14. The Titanic still captivates collectors
Though it sank more than 100 years ago, Titanic memorabilia is still highly sought after by collectors, who pay big bucks from items that survived the ship's sinking. In 2015, a first-class lunch menu from the Titanic saved by a passenger fetched $88,000. In 2017, an unsent letter recovered from the body of a passenger and dated April 13, 1912, sold for $166,000 at auction.
15. Eaten away
The remains of the Titanic languishing in the Atlantic are being devoured. A new rust-eating bacteria called halomonas titanicae was discovered on the ship's sunken hull. Along with the deterioration caused by currents and other microorganisms, the bacteria are expected to eat all that's left of the mighty vessel in 20 years' time.
16. Up close and personal
Before the wreckage is gone for good, you can actually take a deep dive to visit it — for a price. Starting in May 2018, Blue Marble Private will offer eight-day dive tours of the ship's wreck site. For $105,129 per person, you can ride in a submersible two miles underwater to see the ship's remains up close and personal. Bluefish is also offering submersible tours for $59,680 per person. Previously, Deep Ocean Expeditions charged $59,000 for submersible trips until the company stopped offering them in 2012.

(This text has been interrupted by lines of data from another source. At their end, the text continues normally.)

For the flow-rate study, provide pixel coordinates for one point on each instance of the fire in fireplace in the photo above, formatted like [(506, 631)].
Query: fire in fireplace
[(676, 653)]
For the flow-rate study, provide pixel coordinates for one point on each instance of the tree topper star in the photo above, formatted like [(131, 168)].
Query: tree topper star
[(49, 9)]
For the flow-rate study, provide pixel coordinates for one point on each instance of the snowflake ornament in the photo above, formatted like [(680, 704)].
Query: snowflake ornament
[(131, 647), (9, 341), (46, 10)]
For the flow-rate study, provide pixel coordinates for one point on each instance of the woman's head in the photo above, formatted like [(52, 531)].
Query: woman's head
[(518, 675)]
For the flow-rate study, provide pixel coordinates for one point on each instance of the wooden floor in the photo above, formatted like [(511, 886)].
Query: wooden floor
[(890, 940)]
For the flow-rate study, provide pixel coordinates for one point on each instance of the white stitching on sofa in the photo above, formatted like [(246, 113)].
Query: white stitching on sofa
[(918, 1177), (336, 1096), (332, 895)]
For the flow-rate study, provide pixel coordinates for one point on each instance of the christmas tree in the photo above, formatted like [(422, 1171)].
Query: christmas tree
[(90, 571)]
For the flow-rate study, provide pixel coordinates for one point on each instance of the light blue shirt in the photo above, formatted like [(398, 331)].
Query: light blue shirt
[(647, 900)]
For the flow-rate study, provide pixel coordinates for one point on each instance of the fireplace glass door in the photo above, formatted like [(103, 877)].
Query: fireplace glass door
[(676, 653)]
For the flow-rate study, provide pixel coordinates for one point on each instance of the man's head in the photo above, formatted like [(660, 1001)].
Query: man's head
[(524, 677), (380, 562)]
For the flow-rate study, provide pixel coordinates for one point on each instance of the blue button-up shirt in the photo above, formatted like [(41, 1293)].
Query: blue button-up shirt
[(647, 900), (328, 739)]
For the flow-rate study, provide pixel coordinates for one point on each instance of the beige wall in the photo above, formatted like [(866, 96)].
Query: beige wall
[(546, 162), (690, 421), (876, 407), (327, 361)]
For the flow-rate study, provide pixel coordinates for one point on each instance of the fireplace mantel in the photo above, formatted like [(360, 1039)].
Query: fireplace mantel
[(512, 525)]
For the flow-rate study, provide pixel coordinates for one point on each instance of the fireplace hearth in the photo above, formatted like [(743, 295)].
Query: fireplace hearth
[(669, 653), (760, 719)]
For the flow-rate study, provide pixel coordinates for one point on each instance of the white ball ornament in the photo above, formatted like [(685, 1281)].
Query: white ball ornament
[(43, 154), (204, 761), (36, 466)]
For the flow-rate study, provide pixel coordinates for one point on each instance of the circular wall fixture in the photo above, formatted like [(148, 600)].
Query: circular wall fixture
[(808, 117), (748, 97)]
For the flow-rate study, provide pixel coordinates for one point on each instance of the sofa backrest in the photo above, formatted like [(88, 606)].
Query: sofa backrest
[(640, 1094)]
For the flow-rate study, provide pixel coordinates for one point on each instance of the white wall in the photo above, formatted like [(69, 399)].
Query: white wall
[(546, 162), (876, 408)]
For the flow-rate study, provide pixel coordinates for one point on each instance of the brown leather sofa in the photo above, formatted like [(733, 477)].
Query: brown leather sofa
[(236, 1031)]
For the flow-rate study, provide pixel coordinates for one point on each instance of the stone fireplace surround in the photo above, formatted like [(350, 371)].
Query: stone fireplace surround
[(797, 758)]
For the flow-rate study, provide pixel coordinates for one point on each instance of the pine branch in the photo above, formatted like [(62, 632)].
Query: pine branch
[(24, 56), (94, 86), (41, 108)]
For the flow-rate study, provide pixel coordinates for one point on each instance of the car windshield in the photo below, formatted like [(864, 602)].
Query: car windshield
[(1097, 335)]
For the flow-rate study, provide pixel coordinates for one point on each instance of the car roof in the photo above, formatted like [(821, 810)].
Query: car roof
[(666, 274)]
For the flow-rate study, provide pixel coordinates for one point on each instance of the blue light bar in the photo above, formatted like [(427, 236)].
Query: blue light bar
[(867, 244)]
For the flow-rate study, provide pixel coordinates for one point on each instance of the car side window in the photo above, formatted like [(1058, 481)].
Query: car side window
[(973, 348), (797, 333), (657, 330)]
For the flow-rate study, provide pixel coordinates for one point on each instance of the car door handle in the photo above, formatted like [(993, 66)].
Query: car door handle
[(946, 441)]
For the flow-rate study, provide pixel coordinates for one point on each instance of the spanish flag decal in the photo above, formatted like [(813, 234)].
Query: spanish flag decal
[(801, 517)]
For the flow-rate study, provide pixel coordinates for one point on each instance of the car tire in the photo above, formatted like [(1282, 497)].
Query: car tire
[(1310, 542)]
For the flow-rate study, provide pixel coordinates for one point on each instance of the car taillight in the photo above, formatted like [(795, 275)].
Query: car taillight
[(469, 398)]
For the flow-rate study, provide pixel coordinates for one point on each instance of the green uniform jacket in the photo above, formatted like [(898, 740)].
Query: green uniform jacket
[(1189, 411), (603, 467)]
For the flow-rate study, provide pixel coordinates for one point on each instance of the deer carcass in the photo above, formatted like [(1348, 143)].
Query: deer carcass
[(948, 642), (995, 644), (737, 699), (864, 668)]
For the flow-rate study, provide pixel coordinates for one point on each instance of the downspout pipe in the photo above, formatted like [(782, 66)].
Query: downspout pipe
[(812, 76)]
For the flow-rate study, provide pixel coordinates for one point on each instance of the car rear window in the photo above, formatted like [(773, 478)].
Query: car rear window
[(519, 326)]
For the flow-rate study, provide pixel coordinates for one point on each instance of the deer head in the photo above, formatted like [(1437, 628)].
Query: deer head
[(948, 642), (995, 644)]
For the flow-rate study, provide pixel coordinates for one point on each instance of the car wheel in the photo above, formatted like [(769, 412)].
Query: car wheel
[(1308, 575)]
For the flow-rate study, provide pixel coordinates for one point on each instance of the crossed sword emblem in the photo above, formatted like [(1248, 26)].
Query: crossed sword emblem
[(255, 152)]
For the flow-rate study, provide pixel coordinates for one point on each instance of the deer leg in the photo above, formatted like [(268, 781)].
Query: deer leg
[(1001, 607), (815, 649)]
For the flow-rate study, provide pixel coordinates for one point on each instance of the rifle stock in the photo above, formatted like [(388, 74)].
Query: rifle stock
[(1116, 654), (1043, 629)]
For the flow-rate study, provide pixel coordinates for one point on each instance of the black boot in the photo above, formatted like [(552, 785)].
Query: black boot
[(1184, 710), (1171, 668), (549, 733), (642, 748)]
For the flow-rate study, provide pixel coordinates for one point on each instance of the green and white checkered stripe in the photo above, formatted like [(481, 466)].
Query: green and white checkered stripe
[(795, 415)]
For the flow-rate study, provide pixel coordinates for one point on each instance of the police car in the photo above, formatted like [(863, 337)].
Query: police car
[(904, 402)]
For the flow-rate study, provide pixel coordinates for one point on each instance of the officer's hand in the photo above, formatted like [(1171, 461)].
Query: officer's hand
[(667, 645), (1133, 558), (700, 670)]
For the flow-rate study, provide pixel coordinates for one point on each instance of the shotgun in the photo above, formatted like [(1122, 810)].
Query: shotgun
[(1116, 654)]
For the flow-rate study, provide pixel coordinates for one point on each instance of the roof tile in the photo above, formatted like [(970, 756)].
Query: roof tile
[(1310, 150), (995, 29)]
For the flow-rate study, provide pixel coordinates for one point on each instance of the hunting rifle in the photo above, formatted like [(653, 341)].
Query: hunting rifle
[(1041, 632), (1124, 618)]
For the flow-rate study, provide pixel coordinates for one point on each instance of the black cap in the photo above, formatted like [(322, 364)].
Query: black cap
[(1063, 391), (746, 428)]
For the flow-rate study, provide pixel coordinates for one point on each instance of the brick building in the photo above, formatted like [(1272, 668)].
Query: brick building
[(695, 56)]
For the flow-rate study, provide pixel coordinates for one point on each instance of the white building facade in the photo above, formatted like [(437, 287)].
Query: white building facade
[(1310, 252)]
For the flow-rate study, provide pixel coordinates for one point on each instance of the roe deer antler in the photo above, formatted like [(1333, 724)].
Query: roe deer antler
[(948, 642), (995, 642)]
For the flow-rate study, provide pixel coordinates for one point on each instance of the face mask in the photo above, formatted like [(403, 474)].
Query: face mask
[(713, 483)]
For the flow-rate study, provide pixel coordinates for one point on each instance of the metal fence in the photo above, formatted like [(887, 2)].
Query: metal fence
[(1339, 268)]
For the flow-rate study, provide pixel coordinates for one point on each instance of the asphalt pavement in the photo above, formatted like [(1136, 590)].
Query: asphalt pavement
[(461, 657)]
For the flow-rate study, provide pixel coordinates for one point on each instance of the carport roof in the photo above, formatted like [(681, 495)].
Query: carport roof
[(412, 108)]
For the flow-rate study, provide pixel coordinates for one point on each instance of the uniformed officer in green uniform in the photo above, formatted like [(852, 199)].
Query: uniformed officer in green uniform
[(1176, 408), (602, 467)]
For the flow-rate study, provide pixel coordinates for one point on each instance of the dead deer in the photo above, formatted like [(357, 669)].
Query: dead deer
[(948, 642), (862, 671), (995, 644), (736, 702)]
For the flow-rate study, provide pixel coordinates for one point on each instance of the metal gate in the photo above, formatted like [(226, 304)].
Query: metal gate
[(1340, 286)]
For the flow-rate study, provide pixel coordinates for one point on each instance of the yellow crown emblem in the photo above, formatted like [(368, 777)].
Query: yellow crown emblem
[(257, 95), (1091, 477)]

17. The culpable Californian
After the disaster, many people venerated the heroes who sacrificed themselves on board and attacked anyone who could've been to blame. J. Bruce Ismay, the chairman of the White Star Line, was the one who insisted on fewer lifeboats, and when the ship was sinking, he jumped onto a lifeboat unlike many men who stayed behind. He was vilified and portrayed as a greedy coward. An entire crew also came under fire for their actions that fateful night. The Californian and its captain, Stanley Lord, were blamed for not responding to the Titanic's distress signals. The closest vessel to the disaster, the Californian had turned off its wireless machine for the night and mistook Titanic's distress flares for ordinary signals between ships.
18. The last survivor
The last living survivor of the disaster, Millvina Dean, died on May 31, 2009, at the age of 97. Dean was just nine weeks old when the ship sank, also making her the wreck's youngest survivor. Her family had planned to emigrate from England to Wichita, Kansas. Dean, her mother and her brother were rescued and returned home to Southampton.
19. Enduring theories
The rampant media coverage of the Titanic sinking included plenty of theories and speculation about what happened and who was to blame. Despite an official 1912 Wreck Commission inquiry, many of these old theories have endured over the years. One is that the Titanic probably would've survived if the ship had hit the iceberg head on because of the collision bulkheads built in at the bow. Another is that the ship had a fundamentally flawed design. Both have been debunked. A 2011 report contended that no ship of the era could have withstood that contact with the iceberg.
20. New hypotheses
Despite many old theories being debunked, people still aren't ready to leave the events of that fateful night in the past. Two new theories proposed in 2012 speculate that Mother Nature was mostly to blame. One study found that Earth was especially close to the moon and the sun that day, causing record tides and thus increased ice and glaciers. Another is that the atmospheric conditions that night created a mirage on the water that would confuse lookouts as well as nearby ships, who mistook the ocean liner passing by.